This month, we’re spotlighting something a little different—an equity linked security, or ELKS, as recommended by Carla Pasternak of StreetAuthority’s High-Yield Investing. ELKS are hybrid debt securities whose return is linked to the performance of an underlying equity. They pay a higher yield than the underlying security, usually in two predetermined payments before their maturity. At maturity (which is usually after one year) investors get their original principal back, unless the linked equity has fallen below a pre-determined price, in which case the ELKS will convert into shares of the underlying security.
“This month we went hunting for ELKS. And did we track down a trophy! It’s an Equity-Linked Security that’s linked to the price of one of the strongest bank stocks in America. Plus this ELKS comes with an outstanding yield of close to 10%. That’s based on guaranteed payouts of nearly $1.00 over the next nine months. On an annualized basis, the yield is an astounding 12.5%. Not bad when you consider that a one-year CD is paying just 1.5%! Nor is the payout your ordinary discretionary dividend. It’s senior debt, a contractual obligation which must be paid or the issuer could risk a credit downgrade.
“High-yield and reasonable-risk can be like oil and water—they tend not to mix. But this hybrid security offers just such a rare combination. It trades daily on the New York Stock Exchange like any stock, but offers the secure income of a senior bond. And when it expires in late November, it will return some or all of your investment capital either as cash or common shares of the bank.

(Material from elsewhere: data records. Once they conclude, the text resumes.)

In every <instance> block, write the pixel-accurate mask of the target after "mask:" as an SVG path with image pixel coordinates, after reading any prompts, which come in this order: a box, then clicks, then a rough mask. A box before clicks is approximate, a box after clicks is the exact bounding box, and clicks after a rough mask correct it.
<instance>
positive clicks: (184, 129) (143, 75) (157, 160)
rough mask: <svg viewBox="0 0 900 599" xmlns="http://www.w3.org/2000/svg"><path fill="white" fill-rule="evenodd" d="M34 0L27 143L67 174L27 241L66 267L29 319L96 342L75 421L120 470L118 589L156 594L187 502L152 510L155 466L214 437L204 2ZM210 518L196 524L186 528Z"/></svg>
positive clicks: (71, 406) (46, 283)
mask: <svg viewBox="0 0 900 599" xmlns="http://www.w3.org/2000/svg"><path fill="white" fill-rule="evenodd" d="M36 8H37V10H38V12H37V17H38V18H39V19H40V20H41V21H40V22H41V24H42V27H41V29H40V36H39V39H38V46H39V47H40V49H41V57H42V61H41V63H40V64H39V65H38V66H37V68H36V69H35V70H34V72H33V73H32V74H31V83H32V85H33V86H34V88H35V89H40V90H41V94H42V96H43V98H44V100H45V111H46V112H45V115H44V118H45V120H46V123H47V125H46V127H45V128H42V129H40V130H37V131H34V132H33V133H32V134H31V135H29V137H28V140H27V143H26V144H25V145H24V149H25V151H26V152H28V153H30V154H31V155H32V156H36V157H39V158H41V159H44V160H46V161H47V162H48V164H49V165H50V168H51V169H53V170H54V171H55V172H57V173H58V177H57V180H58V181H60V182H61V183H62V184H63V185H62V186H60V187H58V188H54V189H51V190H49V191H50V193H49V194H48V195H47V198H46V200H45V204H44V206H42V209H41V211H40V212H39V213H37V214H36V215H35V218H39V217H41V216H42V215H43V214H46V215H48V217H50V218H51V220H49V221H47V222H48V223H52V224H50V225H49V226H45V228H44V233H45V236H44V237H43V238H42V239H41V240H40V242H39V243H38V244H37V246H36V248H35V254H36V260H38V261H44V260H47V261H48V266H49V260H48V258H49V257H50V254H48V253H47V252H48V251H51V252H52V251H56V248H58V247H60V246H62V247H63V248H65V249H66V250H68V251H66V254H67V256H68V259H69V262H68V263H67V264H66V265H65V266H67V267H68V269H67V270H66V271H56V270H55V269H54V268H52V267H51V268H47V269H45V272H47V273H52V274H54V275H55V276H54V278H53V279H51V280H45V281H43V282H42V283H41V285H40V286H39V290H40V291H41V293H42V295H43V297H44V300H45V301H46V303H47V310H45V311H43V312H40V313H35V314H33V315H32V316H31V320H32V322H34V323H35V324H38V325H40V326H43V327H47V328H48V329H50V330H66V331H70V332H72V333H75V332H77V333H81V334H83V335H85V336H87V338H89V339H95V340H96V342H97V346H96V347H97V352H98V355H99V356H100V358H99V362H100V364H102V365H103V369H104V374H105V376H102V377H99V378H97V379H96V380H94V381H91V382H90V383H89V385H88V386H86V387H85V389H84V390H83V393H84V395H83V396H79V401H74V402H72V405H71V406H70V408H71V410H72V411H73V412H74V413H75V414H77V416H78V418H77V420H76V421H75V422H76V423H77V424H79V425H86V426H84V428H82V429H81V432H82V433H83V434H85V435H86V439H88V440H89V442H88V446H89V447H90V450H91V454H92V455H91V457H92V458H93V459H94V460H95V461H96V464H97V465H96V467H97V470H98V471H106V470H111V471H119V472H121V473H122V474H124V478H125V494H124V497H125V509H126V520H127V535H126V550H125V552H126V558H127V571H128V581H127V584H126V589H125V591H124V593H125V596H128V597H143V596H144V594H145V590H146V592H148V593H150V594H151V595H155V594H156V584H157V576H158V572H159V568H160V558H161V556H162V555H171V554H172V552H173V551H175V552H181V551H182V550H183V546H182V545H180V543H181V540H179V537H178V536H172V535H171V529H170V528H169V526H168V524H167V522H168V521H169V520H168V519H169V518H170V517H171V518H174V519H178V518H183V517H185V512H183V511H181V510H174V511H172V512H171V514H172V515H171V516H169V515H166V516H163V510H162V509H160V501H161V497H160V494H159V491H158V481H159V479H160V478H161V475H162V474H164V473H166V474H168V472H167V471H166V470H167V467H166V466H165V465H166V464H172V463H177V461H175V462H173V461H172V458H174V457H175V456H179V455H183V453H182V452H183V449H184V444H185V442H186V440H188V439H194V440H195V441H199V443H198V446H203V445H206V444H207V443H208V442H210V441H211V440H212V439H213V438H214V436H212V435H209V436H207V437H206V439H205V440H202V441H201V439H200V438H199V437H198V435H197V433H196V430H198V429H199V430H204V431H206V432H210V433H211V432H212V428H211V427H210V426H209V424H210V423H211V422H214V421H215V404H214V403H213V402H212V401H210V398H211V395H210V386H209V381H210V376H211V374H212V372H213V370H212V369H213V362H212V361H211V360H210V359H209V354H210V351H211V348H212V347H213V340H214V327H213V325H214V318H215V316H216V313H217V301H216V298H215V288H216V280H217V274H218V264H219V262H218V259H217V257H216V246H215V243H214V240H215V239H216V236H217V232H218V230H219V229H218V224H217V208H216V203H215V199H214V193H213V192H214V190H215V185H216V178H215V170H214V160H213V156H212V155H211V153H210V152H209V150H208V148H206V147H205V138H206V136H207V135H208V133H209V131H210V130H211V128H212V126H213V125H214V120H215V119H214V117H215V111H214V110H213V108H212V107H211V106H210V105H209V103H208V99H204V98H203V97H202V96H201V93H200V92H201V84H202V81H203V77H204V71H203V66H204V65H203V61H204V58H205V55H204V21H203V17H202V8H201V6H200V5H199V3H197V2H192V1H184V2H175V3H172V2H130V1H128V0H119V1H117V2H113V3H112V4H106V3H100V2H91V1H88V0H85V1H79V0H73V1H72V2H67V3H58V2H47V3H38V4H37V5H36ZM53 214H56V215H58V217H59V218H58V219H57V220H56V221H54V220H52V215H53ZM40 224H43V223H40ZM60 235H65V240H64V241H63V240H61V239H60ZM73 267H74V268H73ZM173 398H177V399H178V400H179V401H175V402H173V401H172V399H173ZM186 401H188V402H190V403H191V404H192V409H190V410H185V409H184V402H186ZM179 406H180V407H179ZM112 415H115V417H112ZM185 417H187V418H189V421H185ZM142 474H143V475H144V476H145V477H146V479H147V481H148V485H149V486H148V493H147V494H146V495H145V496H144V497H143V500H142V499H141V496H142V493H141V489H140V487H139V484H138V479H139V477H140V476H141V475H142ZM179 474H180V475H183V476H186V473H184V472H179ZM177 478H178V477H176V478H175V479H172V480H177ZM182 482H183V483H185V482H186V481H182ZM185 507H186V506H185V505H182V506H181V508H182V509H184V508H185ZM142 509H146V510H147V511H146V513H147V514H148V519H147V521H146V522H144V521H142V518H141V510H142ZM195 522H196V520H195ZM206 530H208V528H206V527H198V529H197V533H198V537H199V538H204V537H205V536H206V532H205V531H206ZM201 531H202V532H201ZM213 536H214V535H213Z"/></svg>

“Citigroup, Inc. ELKS on Wells Fargo & Co. (ESK 10.79 NYSE - yield 9.4%) is linked to the price performance of the common stock of Wells Fargo (NYSE: WFC), the nation’s fourth-largest bank. The ELKS was issued in late October at a par value of $10 per share and matures on November 24, 2010. If held to maturity, one of two things will happen. The first possibility is that investors will receive back the $10 principal in cash per share, or have the option to receive the same value in Wells Fargo common stock. The second possibility is that investors will receive 0.34106 shares of WFC if, at any time during the life of the ELKS, the price of WFC is equal to or less than $19.06 (65% of the $29.32 price of Wells Fargo on ESK’s issue date).
Yield
“ESK will pay a total of $0.965 per security in 2010, giving a beefy 9.4% yield at today’s price. Payments will be made in two installments: $0.515 on May 24, 2010 and $0.45 on November 24, 2010. The payments will be made to holders of record on the third business day prior to the payment dates. Payments comprise $0.134 in interest income on an underlying bond and $0.831 in option premiums. Both are taxable at ordinary income tax rates, making ESK appropriate for tax-deferred accounts. It’s important to note that these interest and principal payments are guaranteed by Citigroup Funding, a subsidiary of Citigroup (NYSE: C), not Wells Fargo. These ELKS are a senior debt issue of Citigroup, which means that payments should be made before any payment on common or preferred stock. Things have dramatically improved at Citigroup since the darkest days of the financial crisis. Credit rating agencies now assign Citigroup senior debt issues the high-quality investment grade ratings of A3 (Moody’s) and A (Standard & Poor’s), indicating strong safety.
Performance
“Since Wells Fargo has remained well above the $19.06 ‘trigger’ price since the ELKS were created, shares of ESK have remained stable. Some investors may paint Wells Fargo with the same brush as other banks that helped bring on the financial crisis. However, Wells was one of the few responsible banks that didn’t overindulge in risky loans. Of course, even Wells experienced some pain in the bear market, but it now appears to be even stronger coming out of it. ... For the fourth quarter, the bank earned $394 million or $0.08 per share, when analysts polled by Thomson Reuters were expecting a loss of $0.01 per share. ...
“Of course, what matters most to ESK investors is whether the stock price will dip below $19.06. For now, it appears unlikely. Wells’ shares are trading today at $28.01, and would have to fall 32% to hit the trigger price. Given that the worst seems behind the bank, I’m reasonably confident this sort of drop won’t occur before maturity. The good news is that in a worst-case scenario, your ELKS would convert into shares of one of the nation’s best banks, which over the long term should be a good investment.
“I believe this is a strong example of reward outweighing the risks. I plan to add ESK to the ‘Dividend Optimizer’ Portfolio. ... Just to be safe, I will set a ‘stop’ on WFC common shares at $19.20. In other words, if WFC hits my stop price, I will sell ESK at its market price at that time. You may wish to do the same. Also, since trading on this security is relatively illiquid, you may want to add the security in small lots so as not to push up the price.”